Publication Date : 17-05-2014

 

Malaysian Prime Minister Najib Razak has given popular online news site Malaysiakini 48 hours to apologise and retract readers' comments on his handling of the political crisis in Terengganu, or face a defamation suit - the first time a sitting Malaysian premier has threatened to sue the media for defamation.

Umno lawyer Hafarizam Harun on Thursday sent three letters of demand issued jointly with Umno to Malaysiakini, its editor-in-chief Steven Gan and chief editor Fathi Aris Omar over two allegedly defamatory articles published on Wednesday.

"Said defamatory articles could be construed in its natural and ordinary meaning that our clients are not competent to function as the leaders of Malaysia, have zero integrity and are unethical, are racist, have no moral values, and had abused their powers as a political leader and party," wrote Datuk Hafarizam.

The threat to sue is a first for a sitting Malaysian prime minister, say media analysts, even as Datuk Seri Najib has adopted civil rights reforms including media freedom after taking office.

Najib's government amended a controversial law in 2012 by dropping a requirement for news outlets to apply for yearly licences, though critics say the powerful Home Ministry ultimately approves publishing permits.

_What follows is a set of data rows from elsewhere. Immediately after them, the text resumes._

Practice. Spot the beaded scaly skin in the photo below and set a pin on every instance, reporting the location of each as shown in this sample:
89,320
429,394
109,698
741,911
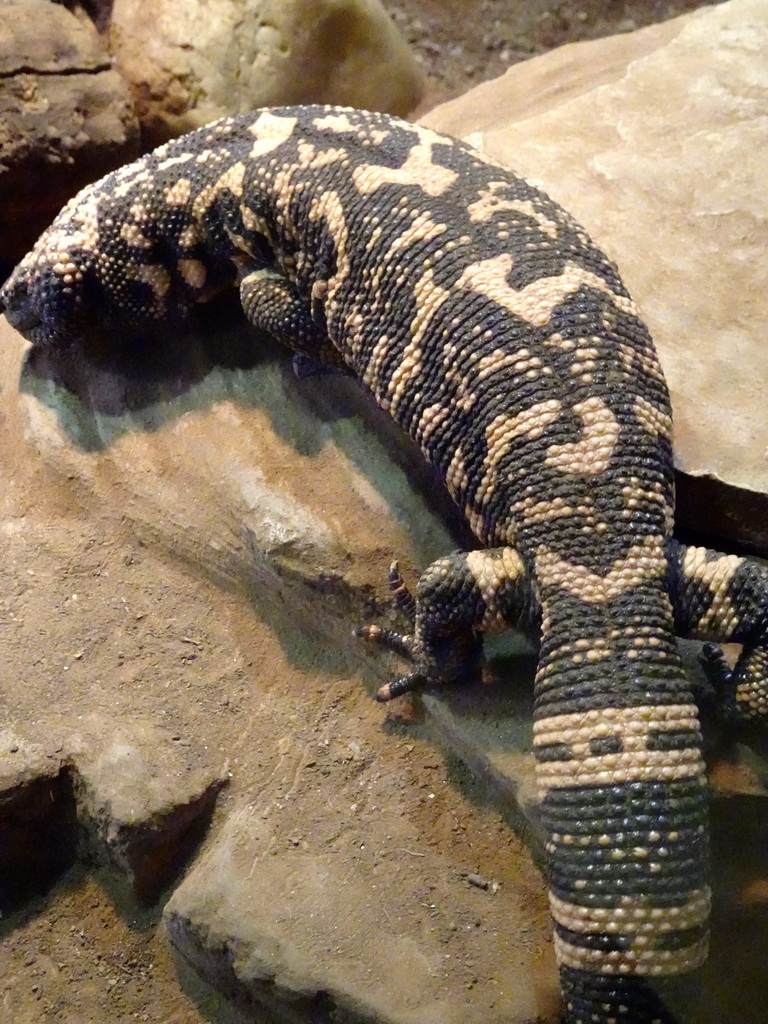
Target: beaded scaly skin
483,318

He has faced criticism from some in his party for allowing too much freewheeling debate in the politically polarised country.

The Premier said in an interview with Bernama last week that there are laws for troublemakers but "we are courageous enough to accept criticism, so long as it is made in a civilised manner".

The Malaysiakini articles titled "A case of the PM reaping what he sows" and "How much will Najib spend to keep Terengganu?" had compiled readers' comments critical of Najib's handling of the Terengganu crisis.

Umno briefly lost its majority in the Terengganu state legislature this week when sacked menteri besar Ahmad Said quit the party on Monday with two other Umno lawmakers, a situation which could have tipped the oil-rich state to the opposition.

The crisis was averted two days later when the trio returned to Umno, amid speculation in online media such as Malaysiakini and on social media about how the crisis was resolved quickly.

Chang Teck Teng, a media industry researcher with Taiwan's Shih Hsin University, said Malaysian law held news outlets responsible for their readers' comments.

"The PM's main target is not Malaysiakini," he told The Straits Times. "He is merely sending a warning to the public and holding Malaysiakini responsible."

Gan, who co-founded Malaysiakini in 1999, called the move by Najib a form of intimidation against its readers. He said: "It stops us from allowing readers to comment freely. A case of rattling the cage to scare the monkeys." Malaysiakini said it is willing to publish a response from Najib, but it will not retract the readers' comments.

"This is the wrong battlefield," said political analyst Wong Chin Huat of the Penang Institute, referring to the lawyer's letters of demand. "It will only highlight the problems we have with media freedom."